The goal of this post is to create a scatterplot for text that is intended to visualize and analyze words frequency in news articles.
This notebook illustrates how to:
- Pull data from Bigquery
- Use a pre-trained statistical models in German with spaCy
- Visualize words frequency vs Popularity of articles
1. Pull data from Bigquery
We will query Kurier.at Google Analytics sample dataset from BigQuery. The query contains 2 columns, the first column shows the title and the second column the number of pagesviews for each article.
%matplotlib inline
import matplotlib.pyplot as plt
import scattertext as st
import re, io
from pprint import pprint
import pandas as pd
import numpy as np
from scipy.stats import rankdata, hmean, norm
import spacy
import os, pkgutil, json, urllib
from urllib.request import urlopen
from IPython.display import IFrame
from IPython.core.display import display, HTML
from scattertext import CorpusFromPandas, produce_scattertext_explorer
project_id = <YOUR PROJECT FROM GCP>
df_bq = pd.io.gbq.read_gbq('''
#standardSQL
SELECT
(SELECT MAX(IF(index=6, value, NULL)) FROM UNNEST(hits.customDimensions)) AS headline,
SUM(totals.pageviews) AS Pageviews
FROM
`cloud-training-demos.GA360_test.ga_sessions_sample`,
UNNEST(hits) AS hits
WHERE
# only include hits on pages
hits.type = "PAGE"
AND
fullVisitorId IS NOT NULL
AND
hits.time != 0
AND
hits.time IS NOT NULL
AND
(SELECT MAX(IF(index=10, value, NULL)) FROM UNNEST(hits.customDimensions)) IS NOT NULL
GROUP BY
headline
ORDER BY
Pageviews DESC
''', project_id=project_id, verbose=False, dialect='standard')
print(df_bq.shape)
2. NLP with spaCy
For this step you have to ensure that spaCy is installed on your notebook and then you load the german language model. spaCy introduces a novel tokenization algorithm, that gives a better balance between performance, ease of definition, and ease of alignment into the original string.
pip install scattertext
python -m spacy download de_core_news_md
import spacy
import de_core_news_md
from spacy.lang.de import German
nlp = de_core_news_md.load()
3. Visualize words frequency with Scattertext & popularity of articles
Before we plot our text data, we need to set a threshold for our pageviews to split our data into most and least reads news articles.
threshold = 100
# Copy
data = df_bq.copy()
# Max Pageviews
max = data['pageviews'].max()
# binned
custom_bucket_array= [0, threshold, max]
labels = ['least reads','most reads']
data['binned'] = pd.cut(data['pageviews'], bins=custom_bucket_array, labels=labels)
data['binned'].apply(pd.to_numeric, errors='coerce')
# drop NA
data.dropna(inplace=True)
fig = plt.figure(figsize=(8,6))
data.groupby('binned').headline.count().plot(kind='barh', zorder=2, width=0.85)
plt.show()
data['headline_clean'] = data.headline.apply(lambda text:
" ".join(token.text for token in nlp(text) if not token.is_stop))
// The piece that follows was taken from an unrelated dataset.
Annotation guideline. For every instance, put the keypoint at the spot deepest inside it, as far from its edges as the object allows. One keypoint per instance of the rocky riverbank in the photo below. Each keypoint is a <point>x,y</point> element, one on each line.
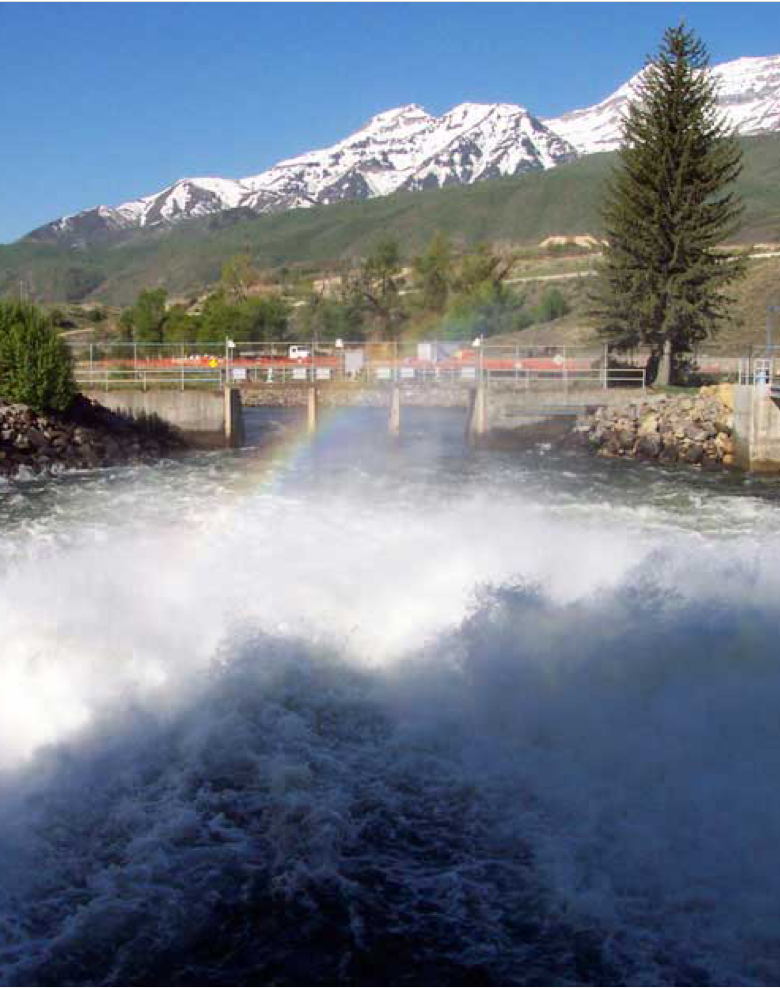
<point>693,429</point>
<point>86,437</point>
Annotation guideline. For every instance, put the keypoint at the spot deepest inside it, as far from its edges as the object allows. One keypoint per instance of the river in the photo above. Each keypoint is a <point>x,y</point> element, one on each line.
<point>366,711</point>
# Tokenization with pre-trained model with Spacy
data['parsed'] = data.headline_clean.apply(nlp)
# ScatterText
corpus = st.CorpusFromParsedDocuments(data, category_col='binned', parsed_col='parsed').build()
html = produce_scattertext_explorer(corpus,
category='plus populaires',
not_category_name='moins populaires',
width_in_pixels=1000,
minimum_term_frequency=10,
pmi_filter_thresold=10,
term_ranker=st.OncePerDocFrequencyRanker,
sort_by_dist=False)
# Save file
import os
file_name = 'text_analytics.html'
open(file_name, 'wb').write(html.encode('utf-8'))
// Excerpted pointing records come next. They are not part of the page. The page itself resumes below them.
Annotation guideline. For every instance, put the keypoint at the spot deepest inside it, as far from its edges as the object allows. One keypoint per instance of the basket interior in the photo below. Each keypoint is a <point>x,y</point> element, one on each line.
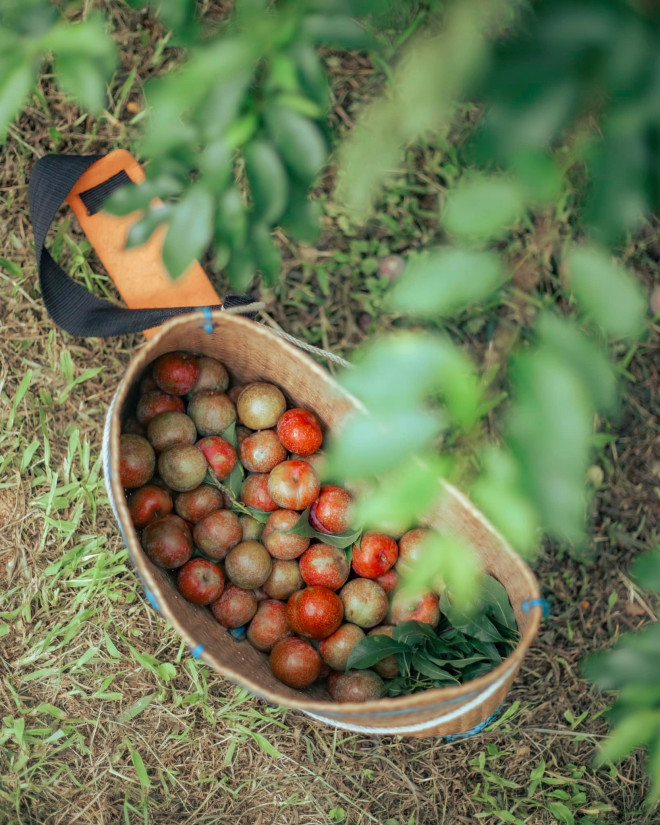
<point>251,353</point>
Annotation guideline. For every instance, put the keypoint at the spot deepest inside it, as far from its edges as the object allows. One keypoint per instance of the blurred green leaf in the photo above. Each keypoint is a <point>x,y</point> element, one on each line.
<point>424,365</point>
<point>358,450</point>
<point>607,293</point>
<point>216,164</point>
<point>416,359</point>
<point>222,106</point>
<point>136,196</point>
<point>588,361</point>
<point>312,74</point>
<point>190,230</point>
<point>653,770</point>
<point>302,216</point>
<point>481,208</point>
<point>298,140</point>
<point>499,492</point>
<point>636,729</point>
<point>143,229</point>
<point>267,254</point>
<point>268,180</point>
<point>334,30</point>
<point>403,495</point>
<point>550,429</point>
<point>445,281</point>
<point>241,268</point>
<point>450,558</point>
<point>15,84</point>
<point>231,223</point>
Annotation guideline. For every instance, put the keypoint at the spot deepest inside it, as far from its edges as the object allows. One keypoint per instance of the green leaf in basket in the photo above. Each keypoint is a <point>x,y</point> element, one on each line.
<point>497,604</point>
<point>340,540</point>
<point>475,670</point>
<point>235,480</point>
<point>413,633</point>
<point>422,664</point>
<point>259,515</point>
<point>371,650</point>
<point>230,435</point>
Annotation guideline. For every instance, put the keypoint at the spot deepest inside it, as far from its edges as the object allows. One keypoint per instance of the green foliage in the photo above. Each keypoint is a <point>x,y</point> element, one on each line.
<point>483,207</point>
<point>462,647</point>
<point>251,95</point>
<point>84,56</point>
<point>607,292</point>
<point>445,281</point>
<point>632,667</point>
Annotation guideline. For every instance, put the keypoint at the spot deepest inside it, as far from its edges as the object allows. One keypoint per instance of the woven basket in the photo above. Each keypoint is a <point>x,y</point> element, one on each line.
<point>252,352</point>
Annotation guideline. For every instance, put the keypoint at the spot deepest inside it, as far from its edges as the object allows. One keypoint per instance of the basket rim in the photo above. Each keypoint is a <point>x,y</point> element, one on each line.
<point>427,699</point>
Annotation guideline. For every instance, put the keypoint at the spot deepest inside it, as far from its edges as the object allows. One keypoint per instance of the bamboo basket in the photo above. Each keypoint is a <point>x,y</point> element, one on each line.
<point>252,352</point>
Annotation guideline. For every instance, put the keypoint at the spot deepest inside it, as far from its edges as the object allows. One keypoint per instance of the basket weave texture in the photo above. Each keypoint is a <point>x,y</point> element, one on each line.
<point>252,352</point>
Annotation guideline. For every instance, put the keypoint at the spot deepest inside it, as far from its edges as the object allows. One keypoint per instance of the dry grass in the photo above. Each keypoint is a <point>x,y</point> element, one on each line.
<point>106,717</point>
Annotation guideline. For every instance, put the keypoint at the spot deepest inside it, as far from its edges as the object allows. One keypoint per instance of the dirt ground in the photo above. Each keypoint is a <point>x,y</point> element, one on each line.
<point>96,730</point>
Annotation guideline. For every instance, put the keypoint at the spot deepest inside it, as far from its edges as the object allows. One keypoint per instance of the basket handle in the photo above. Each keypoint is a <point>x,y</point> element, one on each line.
<point>151,296</point>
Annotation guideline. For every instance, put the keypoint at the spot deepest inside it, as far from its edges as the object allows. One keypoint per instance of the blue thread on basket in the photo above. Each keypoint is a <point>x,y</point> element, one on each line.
<point>544,604</point>
<point>455,737</point>
<point>151,598</point>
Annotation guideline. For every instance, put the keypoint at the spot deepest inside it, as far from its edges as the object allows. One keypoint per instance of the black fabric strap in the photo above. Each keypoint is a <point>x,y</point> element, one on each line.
<point>93,198</point>
<point>68,303</point>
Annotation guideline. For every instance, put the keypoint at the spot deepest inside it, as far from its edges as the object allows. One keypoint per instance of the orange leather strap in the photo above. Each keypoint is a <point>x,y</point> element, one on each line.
<point>138,273</point>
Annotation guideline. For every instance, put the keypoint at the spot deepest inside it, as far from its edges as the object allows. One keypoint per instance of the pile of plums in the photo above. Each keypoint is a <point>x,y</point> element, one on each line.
<point>299,599</point>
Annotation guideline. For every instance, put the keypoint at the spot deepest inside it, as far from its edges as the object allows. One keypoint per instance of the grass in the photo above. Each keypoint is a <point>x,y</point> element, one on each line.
<point>105,718</point>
IFrame(src=file_name, width = 1300, height=700)
HTML(html)
Scattertext is a tool for finding distinguishing terms in small-to-medium-sized corpora, and presenting them in a interactive scatterplot. Here we can visualize word frequency from our headlines. The words at the top left are the most frequent words, used in the most popular articles. The words at the bottom right are the most used words in the least popular articles.
Conclusion
This tool can be used to create more effective content marketing strategies, inform future content marketing development and help to remove/replace some keywords from headlines.